An email exchange obtained by The New York Times shows that, during the editing process, a Harper’s fact checker contacted a person said to be a creator of the list and said the article identified her as someone widely believed to be one of the people behind it.
Harper’s said that the fact-checking email exchange did not mean the name was ever meant to be included in the final version. “Fact-checking is part of reporting,” Ms. Melucci said.
Ms. Roiphe added, “I would not have mentioned it without her approval. I want to be clear on that.”

The details here can’t all be true.
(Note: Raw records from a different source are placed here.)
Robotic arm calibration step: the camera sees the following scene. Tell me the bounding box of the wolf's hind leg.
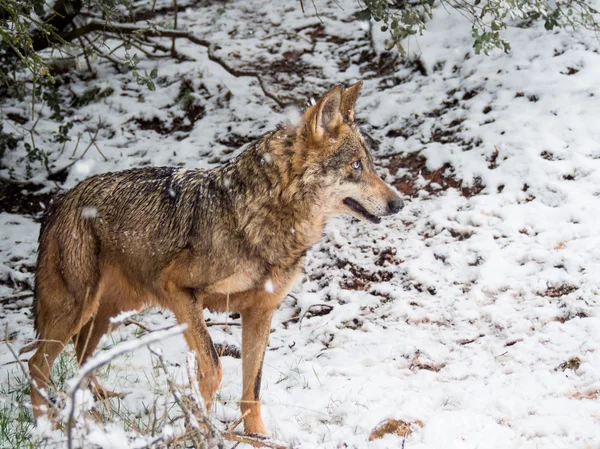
[240,302,274,435]
[73,267,143,400]
[29,274,95,419]
[168,288,223,413]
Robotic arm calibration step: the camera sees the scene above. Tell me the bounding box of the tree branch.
[35,20,294,109]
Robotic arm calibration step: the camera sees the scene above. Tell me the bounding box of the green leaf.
[354,8,371,20]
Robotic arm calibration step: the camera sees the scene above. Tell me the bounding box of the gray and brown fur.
[29,83,402,433]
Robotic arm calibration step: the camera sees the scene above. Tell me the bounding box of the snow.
[0,1,600,449]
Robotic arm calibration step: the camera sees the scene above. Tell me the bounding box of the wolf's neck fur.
[205,128,326,266]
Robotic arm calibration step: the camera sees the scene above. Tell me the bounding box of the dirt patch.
[340,262,394,290]
[542,284,577,298]
[388,153,485,198]
[0,179,55,219]
[554,357,581,371]
[369,418,423,440]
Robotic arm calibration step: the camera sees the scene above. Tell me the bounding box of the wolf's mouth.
[344,197,381,223]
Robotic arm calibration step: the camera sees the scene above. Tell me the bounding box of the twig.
[123,318,152,332]
[171,0,177,57]
[226,409,250,432]
[206,321,241,327]
[298,304,333,329]
[67,324,187,449]
[221,432,290,449]
[4,325,55,416]
[47,19,295,109]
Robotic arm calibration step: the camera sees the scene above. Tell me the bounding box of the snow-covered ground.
[0,0,600,449]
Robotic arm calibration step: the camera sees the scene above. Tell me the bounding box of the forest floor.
[0,0,600,449]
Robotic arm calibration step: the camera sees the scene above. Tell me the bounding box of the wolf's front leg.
[241,303,275,435]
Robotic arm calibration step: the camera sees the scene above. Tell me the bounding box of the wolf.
[29,82,404,434]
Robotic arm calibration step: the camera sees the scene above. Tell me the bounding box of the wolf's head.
[294,81,404,223]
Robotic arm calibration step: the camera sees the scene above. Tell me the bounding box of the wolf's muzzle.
[388,198,404,214]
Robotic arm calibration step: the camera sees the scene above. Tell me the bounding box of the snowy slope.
[0,1,600,449]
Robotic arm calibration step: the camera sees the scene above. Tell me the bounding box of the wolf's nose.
[388,199,404,214]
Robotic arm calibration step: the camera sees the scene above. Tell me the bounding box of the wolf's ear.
[341,81,362,122]
[310,86,344,139]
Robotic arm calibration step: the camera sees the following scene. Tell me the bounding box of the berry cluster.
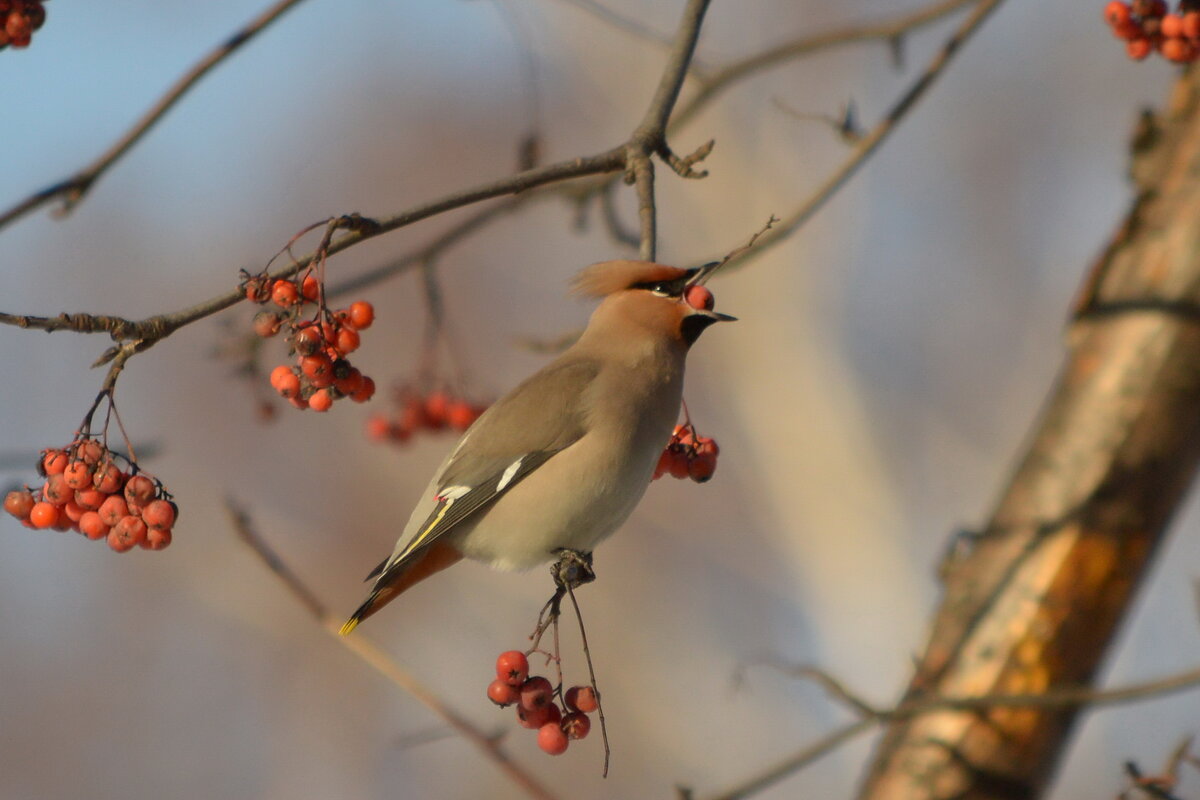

Roiphe claims she did not know the identity of the list’s creator and that she would not have included that person’s name without permission, but the email obtained by the Times shows that “a Harper’s fact checker contacted a person said to be a creator of the list and said the article identified her as someone widely believed to be one of the people behind it.”
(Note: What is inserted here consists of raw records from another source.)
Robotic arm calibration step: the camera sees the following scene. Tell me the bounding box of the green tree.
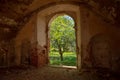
[50,15,75,61]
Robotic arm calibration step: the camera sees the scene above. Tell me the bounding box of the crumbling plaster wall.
[15,15,37,65]
[37,4,81,68]
[15,4,120,71]
[80,5,120,71]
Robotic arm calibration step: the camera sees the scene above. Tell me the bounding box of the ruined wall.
[80,5,120,71]
[15,15,37,65]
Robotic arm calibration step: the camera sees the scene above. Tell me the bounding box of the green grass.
[49,52,76,66]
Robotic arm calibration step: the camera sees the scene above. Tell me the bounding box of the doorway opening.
[49,14,77,67]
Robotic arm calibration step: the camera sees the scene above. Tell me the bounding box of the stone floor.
[0,66,119,80]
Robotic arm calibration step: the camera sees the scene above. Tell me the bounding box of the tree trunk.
[60,52,63,61]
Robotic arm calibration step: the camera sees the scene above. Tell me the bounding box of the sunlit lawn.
[49,52,76,66]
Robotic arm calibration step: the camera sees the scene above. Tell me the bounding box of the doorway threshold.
[49,65,77,69]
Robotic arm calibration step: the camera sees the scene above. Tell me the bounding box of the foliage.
[50,15,75,58]
[49,52,76,66]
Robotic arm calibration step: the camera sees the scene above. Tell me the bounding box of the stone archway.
[37,4,81,68]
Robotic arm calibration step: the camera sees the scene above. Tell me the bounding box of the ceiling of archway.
[0,0,120,39]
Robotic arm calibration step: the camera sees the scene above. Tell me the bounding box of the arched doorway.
[48,14,77,67]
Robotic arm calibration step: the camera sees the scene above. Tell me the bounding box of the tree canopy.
[50,15,75,60]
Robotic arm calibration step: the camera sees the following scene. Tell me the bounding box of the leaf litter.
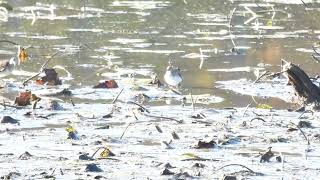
[0,1,319,179]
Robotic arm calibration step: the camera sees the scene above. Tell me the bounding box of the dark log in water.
[283,62,320,107]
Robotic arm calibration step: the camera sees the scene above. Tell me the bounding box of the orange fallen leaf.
[19,48,28,63]
[15,91,31,106]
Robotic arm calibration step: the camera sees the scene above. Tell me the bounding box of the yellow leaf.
[258,104,272,109]
[182,153,200,158]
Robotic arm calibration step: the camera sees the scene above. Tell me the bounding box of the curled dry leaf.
[93,80,118,89]
[36,69,62,86]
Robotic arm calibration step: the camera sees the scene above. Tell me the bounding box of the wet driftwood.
[283,62,320,107]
Let’s read that again: “the article identified her as someone widely believed to be one of the people behind it.”

So what happened here? Either the article identified the woman or it didn’t. Did the fact checker have information about the creator of the list that Roiphe did not? I don’t know the editing process at Harper’s (“we’re not going to tell the steps of the editing process,” a Harper’s spokesperson told the Times) but having been a fact checker at a print magazine myself, it would be unusual (though not impossible) for a fact checker to reach out to the creator of the list before Roiphe included it in a close-to-final draft.
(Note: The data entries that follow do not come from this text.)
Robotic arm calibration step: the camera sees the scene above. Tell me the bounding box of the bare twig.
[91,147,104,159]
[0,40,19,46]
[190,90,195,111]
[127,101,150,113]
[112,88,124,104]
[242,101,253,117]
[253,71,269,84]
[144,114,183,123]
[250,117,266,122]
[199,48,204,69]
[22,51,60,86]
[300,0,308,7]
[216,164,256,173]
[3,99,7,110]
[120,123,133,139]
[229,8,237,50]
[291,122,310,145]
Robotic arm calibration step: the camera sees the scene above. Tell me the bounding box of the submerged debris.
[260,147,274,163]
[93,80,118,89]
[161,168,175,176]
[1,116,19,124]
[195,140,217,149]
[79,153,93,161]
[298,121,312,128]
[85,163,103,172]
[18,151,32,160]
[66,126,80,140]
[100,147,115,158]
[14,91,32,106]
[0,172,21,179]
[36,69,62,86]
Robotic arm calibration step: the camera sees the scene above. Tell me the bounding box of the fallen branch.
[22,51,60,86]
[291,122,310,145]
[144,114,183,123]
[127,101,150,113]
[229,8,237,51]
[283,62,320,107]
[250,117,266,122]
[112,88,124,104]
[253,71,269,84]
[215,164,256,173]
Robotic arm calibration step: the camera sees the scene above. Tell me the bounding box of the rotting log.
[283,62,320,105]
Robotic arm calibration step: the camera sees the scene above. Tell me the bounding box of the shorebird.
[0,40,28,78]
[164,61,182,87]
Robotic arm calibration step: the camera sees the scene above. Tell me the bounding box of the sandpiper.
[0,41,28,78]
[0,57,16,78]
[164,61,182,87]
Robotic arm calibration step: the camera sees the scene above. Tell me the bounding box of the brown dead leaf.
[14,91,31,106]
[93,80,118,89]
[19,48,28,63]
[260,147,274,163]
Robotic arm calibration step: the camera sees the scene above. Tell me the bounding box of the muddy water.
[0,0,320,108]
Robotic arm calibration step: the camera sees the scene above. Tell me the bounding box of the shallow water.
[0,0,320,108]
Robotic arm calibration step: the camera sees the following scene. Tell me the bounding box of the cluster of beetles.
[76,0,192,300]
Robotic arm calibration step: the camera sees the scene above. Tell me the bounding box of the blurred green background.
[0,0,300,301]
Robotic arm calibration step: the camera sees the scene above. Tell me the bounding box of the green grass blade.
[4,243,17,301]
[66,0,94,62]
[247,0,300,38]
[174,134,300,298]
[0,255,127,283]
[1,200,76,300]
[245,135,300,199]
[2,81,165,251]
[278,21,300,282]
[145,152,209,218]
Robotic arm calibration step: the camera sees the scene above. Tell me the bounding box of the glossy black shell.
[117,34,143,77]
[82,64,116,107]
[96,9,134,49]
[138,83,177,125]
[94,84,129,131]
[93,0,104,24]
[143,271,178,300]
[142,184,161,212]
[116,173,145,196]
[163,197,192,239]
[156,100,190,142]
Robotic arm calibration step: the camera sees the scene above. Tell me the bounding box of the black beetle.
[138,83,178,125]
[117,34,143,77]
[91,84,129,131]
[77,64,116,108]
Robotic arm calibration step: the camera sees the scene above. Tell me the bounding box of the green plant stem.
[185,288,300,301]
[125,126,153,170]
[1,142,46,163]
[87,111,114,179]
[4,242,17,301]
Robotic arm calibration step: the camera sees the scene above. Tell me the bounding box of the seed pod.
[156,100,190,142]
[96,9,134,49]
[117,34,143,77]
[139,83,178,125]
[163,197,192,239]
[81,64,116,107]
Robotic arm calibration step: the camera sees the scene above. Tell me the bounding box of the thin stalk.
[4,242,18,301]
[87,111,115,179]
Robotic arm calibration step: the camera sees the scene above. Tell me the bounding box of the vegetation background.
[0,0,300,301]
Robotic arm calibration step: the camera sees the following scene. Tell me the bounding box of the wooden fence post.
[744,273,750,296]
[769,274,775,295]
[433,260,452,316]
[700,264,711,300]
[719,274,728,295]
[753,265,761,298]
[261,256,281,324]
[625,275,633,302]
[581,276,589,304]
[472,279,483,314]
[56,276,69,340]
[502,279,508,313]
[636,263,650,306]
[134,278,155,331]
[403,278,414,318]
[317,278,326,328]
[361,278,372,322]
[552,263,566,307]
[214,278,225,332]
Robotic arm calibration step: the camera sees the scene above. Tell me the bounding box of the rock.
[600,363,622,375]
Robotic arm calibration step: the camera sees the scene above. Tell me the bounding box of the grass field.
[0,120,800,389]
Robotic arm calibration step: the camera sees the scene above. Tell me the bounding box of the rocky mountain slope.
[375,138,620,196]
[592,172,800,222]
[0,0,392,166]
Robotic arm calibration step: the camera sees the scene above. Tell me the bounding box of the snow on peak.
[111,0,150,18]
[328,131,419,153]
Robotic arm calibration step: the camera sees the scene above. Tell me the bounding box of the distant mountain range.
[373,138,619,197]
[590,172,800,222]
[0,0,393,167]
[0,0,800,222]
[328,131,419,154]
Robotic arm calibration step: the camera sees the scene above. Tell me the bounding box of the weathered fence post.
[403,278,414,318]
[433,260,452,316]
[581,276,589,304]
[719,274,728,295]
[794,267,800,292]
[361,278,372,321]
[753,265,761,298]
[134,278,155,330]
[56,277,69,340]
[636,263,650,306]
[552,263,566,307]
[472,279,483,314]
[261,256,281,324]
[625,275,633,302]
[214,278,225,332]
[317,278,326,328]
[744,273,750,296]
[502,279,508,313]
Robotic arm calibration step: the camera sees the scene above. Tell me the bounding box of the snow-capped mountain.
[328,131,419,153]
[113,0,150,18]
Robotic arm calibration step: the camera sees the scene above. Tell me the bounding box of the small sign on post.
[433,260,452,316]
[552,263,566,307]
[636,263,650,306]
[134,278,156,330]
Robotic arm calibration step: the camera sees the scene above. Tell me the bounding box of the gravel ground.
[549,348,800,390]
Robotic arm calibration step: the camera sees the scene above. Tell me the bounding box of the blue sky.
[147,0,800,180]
The line stood out to several observers.

The Times also reported that journalist Nicole Cliffe, who offered on Twitter to pay writers who pulled their stories from the issue in protest, “had pledged to pay more than $19,000 to reporters who had pulled their stories from Harper’s, according to a person with knowledge of the situation.” (Cliffe clarified on Twitter that she had paid them, rather than merely pledged to pay them.) But the Times also wrote that “Ms. Melucci, the Harper’s spokeswoman, said she had no knowledge of writers pulling stories from the magazine.”

To be clear, as long as Roiphe’s piece does not include the identity of the list’s creator, there is no reason why her article should not be published—at least in the ethical sense. But the Times piece merely raises more questions than it answers.

Update, 10:46 PM: On Wednesday night, writer Moira Donegan revealed herself as the woman behind the Shitty Media Men list in an article for The Cut.

In the piece, Donegan claims that Roiphe and Harper’s were, in fact, preparing to use her name in connection with the list (emphasis mine):

This escalated when I learned Katie Roiphe would be publishing my name in a forthcoming piece in Harper’s magazine. In early December, Roiphe had emailed me to ask if I wanted to comment for a Harper’s story she was writing on the “feminist moment.” She did not say that she knew I had created the spreadsheet. I declined and heard nothing more from Roiphe or Harper’s until I received an email from a fact checker with questions about Roiphe’s piece. “Katie identifies you as a woman widely believed to be one of the creators of the Shitty Men in Media List,” the fact checker wrote. “Were you involved in creating the list? If not, how would you respond to this allegation?” The next day, a controversy ensued on Twitter after Roiphe’s intention to reveal my identity was made public. People who opposed the decision by Harper’s speculated about what would happen to me as a result of being identified. They feared that I would be threatened, stalked, raped, or killed. The outrage made it seem inevitable that my identity would be exposed even before the Roiphe piece ran. All of this was terrifying. I still don’t know what kind of future awaits me now that I’ve stopped hiding.

The passage shows how carefully Roiphe has worded her responses. She claimed to the Times that she was “not ‘outing’ anyone” and that she did not know the identity of the person behind the list—both of which could be technically true, since she was apparently preparing to avoid definitively saying that Donegan was behind the list. However, it seems clear that Donegan’s name was intended to appear in the article.